The entire ending sequence is obviously the climax of the game. A lot happens here, but I decided to condense it all into one moment or I could write forever. The murder of Comstock, drowning Songbird, the multiverse revelation, and the pinky scene all stand out for different reasons. But perhaps the most beautiful moment, for me, was visiting the baptism scene for the first time. This is where the big reveal that Booker is actually Comstock is beginning to be played out. The first time I arrived here, I let Elizabeth and Booker finish their exchange before I simply sat back and listened. Booker is standing before a preacher and a group of religious folks in a shallow creek in the middle of the country. The landscape is beautiful, but, like the church, it’s the music that gets me. The people before me are humming “Will the Circle be Unbroken?”, and the whole scene is a perfect reflection of the beginning of the game when Booker stands in the flooded church while the same song plays in the background. It’s also interesting to note that in both scenes Booker is eventually baptized and that it’s actually the same exact preacher that baptizes him in both instances.

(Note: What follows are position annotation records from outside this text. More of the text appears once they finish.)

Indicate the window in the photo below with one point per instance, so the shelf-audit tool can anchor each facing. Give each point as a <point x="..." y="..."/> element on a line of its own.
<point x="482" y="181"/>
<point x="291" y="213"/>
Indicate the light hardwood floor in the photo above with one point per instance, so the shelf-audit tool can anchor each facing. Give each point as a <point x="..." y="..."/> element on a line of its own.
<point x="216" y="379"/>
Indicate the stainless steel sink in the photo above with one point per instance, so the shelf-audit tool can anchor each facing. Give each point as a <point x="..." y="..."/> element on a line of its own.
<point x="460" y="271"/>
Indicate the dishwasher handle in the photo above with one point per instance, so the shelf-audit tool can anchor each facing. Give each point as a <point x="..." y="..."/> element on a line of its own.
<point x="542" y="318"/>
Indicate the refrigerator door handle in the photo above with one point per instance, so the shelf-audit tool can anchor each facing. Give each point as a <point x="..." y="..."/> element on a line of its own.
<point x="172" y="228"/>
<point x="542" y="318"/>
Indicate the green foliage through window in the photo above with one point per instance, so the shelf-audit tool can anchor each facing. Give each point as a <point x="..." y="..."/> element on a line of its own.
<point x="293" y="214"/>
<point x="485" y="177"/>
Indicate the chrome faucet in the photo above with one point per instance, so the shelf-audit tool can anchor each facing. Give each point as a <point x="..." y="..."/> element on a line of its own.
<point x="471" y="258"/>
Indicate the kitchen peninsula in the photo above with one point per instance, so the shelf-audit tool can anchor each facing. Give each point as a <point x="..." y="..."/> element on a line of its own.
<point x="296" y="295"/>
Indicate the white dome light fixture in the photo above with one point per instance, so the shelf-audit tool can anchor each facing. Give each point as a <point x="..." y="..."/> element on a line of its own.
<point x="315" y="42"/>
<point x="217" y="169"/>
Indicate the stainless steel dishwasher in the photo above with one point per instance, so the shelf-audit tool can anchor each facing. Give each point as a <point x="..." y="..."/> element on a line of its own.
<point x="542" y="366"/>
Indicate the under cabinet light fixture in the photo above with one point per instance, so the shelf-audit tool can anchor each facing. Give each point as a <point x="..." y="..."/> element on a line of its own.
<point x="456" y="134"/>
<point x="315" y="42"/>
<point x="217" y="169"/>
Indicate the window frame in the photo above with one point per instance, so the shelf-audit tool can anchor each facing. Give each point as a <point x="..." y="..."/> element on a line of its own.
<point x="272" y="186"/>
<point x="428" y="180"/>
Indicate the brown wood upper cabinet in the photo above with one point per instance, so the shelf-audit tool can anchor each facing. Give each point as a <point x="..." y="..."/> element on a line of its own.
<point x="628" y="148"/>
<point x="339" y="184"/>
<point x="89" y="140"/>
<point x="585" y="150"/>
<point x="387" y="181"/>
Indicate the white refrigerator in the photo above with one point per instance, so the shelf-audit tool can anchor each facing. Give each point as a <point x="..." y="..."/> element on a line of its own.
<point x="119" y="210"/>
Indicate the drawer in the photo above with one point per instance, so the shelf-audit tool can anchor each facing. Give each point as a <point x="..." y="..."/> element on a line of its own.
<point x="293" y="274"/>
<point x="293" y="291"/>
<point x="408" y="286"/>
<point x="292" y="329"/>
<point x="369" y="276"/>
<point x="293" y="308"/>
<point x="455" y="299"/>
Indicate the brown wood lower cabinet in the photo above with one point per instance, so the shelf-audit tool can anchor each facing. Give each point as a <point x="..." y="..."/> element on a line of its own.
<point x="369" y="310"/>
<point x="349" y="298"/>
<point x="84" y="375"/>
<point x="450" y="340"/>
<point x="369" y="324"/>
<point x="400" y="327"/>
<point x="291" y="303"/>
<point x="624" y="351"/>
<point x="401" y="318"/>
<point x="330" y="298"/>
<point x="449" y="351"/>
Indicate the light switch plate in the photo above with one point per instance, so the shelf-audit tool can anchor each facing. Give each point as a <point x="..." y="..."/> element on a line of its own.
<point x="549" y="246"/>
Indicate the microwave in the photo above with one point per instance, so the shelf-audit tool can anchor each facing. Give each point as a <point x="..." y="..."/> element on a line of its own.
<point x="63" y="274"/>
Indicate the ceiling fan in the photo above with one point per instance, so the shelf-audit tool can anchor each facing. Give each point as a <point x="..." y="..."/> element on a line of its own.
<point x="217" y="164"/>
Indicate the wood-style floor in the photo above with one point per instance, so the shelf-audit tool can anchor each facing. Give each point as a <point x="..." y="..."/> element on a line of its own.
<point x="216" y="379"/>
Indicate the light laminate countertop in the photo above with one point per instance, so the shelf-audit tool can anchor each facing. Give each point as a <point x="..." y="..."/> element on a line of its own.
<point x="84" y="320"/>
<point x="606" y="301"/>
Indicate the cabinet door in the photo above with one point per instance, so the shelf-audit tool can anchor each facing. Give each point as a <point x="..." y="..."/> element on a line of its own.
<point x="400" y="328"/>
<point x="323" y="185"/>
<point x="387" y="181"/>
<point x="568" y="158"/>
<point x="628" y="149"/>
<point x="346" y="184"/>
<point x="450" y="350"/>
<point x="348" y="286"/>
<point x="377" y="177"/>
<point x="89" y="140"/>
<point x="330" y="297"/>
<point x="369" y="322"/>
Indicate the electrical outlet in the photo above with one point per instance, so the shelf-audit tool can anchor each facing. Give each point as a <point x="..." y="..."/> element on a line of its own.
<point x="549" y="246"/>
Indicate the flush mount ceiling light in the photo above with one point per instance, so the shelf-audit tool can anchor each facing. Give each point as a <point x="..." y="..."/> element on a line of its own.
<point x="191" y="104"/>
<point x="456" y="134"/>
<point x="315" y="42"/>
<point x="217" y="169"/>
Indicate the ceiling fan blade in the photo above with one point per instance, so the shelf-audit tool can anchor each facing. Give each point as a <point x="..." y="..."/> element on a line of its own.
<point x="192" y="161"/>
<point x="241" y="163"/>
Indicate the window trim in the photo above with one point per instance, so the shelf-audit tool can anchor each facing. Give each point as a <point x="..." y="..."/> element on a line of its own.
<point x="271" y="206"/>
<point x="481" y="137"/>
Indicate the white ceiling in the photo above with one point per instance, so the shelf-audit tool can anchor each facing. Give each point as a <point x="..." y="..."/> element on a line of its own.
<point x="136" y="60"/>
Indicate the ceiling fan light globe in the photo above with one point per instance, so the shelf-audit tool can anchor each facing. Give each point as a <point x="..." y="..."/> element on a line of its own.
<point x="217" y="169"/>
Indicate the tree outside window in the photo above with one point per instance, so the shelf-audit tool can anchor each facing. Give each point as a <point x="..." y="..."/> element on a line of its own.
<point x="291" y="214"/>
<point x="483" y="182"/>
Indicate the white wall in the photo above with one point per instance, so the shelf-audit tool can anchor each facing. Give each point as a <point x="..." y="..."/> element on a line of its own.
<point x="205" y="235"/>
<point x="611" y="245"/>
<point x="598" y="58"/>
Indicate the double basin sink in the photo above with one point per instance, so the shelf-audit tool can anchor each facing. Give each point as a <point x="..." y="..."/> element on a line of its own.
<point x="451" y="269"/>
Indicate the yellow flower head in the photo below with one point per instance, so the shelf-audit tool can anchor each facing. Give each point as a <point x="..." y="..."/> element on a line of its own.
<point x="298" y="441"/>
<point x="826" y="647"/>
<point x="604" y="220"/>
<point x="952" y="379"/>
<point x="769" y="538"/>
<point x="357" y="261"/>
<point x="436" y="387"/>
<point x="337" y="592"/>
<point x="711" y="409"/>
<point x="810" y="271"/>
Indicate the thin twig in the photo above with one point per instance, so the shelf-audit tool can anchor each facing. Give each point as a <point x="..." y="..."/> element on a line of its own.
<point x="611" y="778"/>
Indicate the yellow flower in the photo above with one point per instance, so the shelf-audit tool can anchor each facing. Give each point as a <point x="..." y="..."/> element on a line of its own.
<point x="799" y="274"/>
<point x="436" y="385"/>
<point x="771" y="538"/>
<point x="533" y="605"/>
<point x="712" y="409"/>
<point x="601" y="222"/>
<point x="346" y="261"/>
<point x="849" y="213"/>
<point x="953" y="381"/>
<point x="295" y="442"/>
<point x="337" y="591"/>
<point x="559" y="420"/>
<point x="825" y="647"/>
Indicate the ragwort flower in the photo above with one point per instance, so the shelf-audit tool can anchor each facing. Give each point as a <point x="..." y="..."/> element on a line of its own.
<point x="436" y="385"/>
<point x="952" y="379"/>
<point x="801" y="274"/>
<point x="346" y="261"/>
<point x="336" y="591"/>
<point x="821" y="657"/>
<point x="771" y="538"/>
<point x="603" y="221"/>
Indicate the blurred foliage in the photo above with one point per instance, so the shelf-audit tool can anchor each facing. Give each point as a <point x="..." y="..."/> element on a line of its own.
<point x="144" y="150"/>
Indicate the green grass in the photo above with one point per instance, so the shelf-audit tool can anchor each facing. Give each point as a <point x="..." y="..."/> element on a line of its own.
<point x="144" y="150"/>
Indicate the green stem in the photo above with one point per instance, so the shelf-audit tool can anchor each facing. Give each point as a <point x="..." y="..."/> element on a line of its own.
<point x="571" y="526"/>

These details, along with the pretty setting and wonderful music, make this moment great, and it’s haunting knowing that Booker’s last memory before he’s drowned by different versions of Elizabeth is this serene location, the exact place he became Comstock. The ending of Infinite’s narrative is a tremendous conclusion to a story that I won’t ever forget.
The credits finally roll. Comstock, Elizabeth, and Booker are dead (or never existed at all, in the case of the former two), and the player is probably sad and a bit confused. I personally sat while I listened to the credit music and pondered over everything I had just learned, floored by the incredible story and climatic twists the game ended with. I tried to think of a way the game could have surprised me more or the story could have been better and realized that Ken Levine had crafted a nearly flawless narrative that gamers will be talking about for years to come. I was in awe, to be quite honest. And then, as the credits ended, I found myself in control over Booker again. The calendar reads some time in the 1800s, long before the event of Infinite take place. Booker calls out Anna’s name as a soft, lullaby melody plays from the next room. I open the door. The music grows a bit louder. “Anna, is that you?” Booker asks. Just as Anna’s crib turns in to view, the screen cuts to black and the song concludes. And thus ends the game. The amount of interpretation for this short scene is nearly limitless. I like to think that Booker, somewhere in another universe, got the life he deserved with his daughter, but I’ll leave you to draw your own conclusions.